Un an après les inondations qui ont durement touché Gatineau, des conseillers municipaux restent inquiets et ont hâte de connaître les démarches qui seront entreprises par la Ville pour remédier aux problèmes. Des correctifs mineurs ont déjà été apportés au réseau pluvial et au système d'écoulement des eaux, mais ce n'est que la semaine prochaine que la municipalité dévoilera un plan détaillé.
Selon la conseillère Mireille Apollon, les victimes des inondations de l'an dernier n'ont rien oublié, même après un an. « Non, ils ne dorment pas. Ils me disent qu'ils ont des inquiétudes », souligne-t-elle.
Si les gens sont inquiets, c'est qu'il reste beaucoup à faire, selon eux, pour corriger le réseau de la Ville, notamment dans le secteur des Hautes-Plaines, où le ponceau de la rue la Galène n'a pas été agrandi, comme des citoyens le souhaitaient.
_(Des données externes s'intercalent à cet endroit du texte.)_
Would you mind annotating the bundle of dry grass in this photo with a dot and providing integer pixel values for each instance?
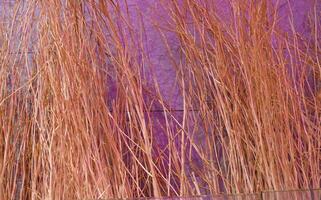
(75, 106)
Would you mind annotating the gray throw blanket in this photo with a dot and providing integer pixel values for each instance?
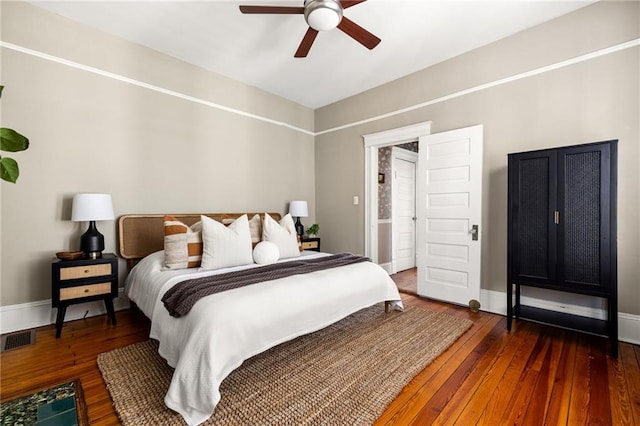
(181, 297)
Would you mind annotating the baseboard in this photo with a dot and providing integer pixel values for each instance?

Le secteur du Plateau a été touché par les inondations de juin 2011.
Un autre ponceau du secteur, sur la rue des Mineurs, où l'eau du quartier se déverse, est encore aujourd'hui en partie obstrué.
« C'est un trou de 5 pieds de diamètre, puis on prend avec ce ponceau-là, toute l'eau du secteur, l'eau du parc de la Gatineau, l'eau de l'autoroute. C'est beaucoup trop d'eau pour un petit trou comme ça », soutient Anick Viau, une résidente des Hautes-Plaines, victime des inondations de 2011
Dans le secteur du Plateau, où le ruisseau des Fées a débordé dans les rues, il n'y a pas eu de travaux particuliers dans le secteur. Le conseiller du district du Plateau-Manoir-des-Trembles, Maxime Tremblay, estime que l'inondation de juin 2011 était exceptionnelle et ne risque pas de reproduire.
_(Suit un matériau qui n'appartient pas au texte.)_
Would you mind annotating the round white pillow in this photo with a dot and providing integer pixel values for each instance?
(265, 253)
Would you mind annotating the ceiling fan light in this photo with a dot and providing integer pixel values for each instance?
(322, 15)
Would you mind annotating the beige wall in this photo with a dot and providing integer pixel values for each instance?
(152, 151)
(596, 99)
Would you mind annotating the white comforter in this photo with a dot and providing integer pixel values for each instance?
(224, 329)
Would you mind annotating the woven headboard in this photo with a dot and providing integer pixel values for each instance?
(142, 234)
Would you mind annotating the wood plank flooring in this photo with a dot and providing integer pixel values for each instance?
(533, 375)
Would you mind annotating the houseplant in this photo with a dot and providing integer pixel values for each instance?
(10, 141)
Des inondations à répétition dans le secteur de Limbour
Dans le district de Limbour, on a toutefois rapidement refait le chemin des Érables et on a réparé les fossés endommagés. Mais il reste encore beaucoup à faire, selon la conseillère Champagne.
Des travaux ont été effectués depuis un an, mais pas suffisamment aux yeux de plusieurs résidents, dont Anick Viau, qui a vu les eaux grimper de 8 mètres l'an dernier dans sa cour. Elle craint de vivre un autre désastre.
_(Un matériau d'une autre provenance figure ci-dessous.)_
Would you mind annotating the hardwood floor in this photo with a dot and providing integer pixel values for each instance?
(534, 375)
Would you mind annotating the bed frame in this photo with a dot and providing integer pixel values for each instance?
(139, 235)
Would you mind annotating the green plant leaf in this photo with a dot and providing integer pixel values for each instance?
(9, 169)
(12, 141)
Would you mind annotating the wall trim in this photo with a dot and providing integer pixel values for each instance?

Après déluge de l'an dernier, Gatineau a fait l'objet de plusieurs poursuites, c'est pourquoi la Ville hésite à parler publiquement du dossier. Même les conseillers sont tenus à l'écart.
Pour la première fois la semaine prochaine, les élus pourront prendre connaissance des études qui ont été commandées il y a un an pour corriger les défaillances du système municipal.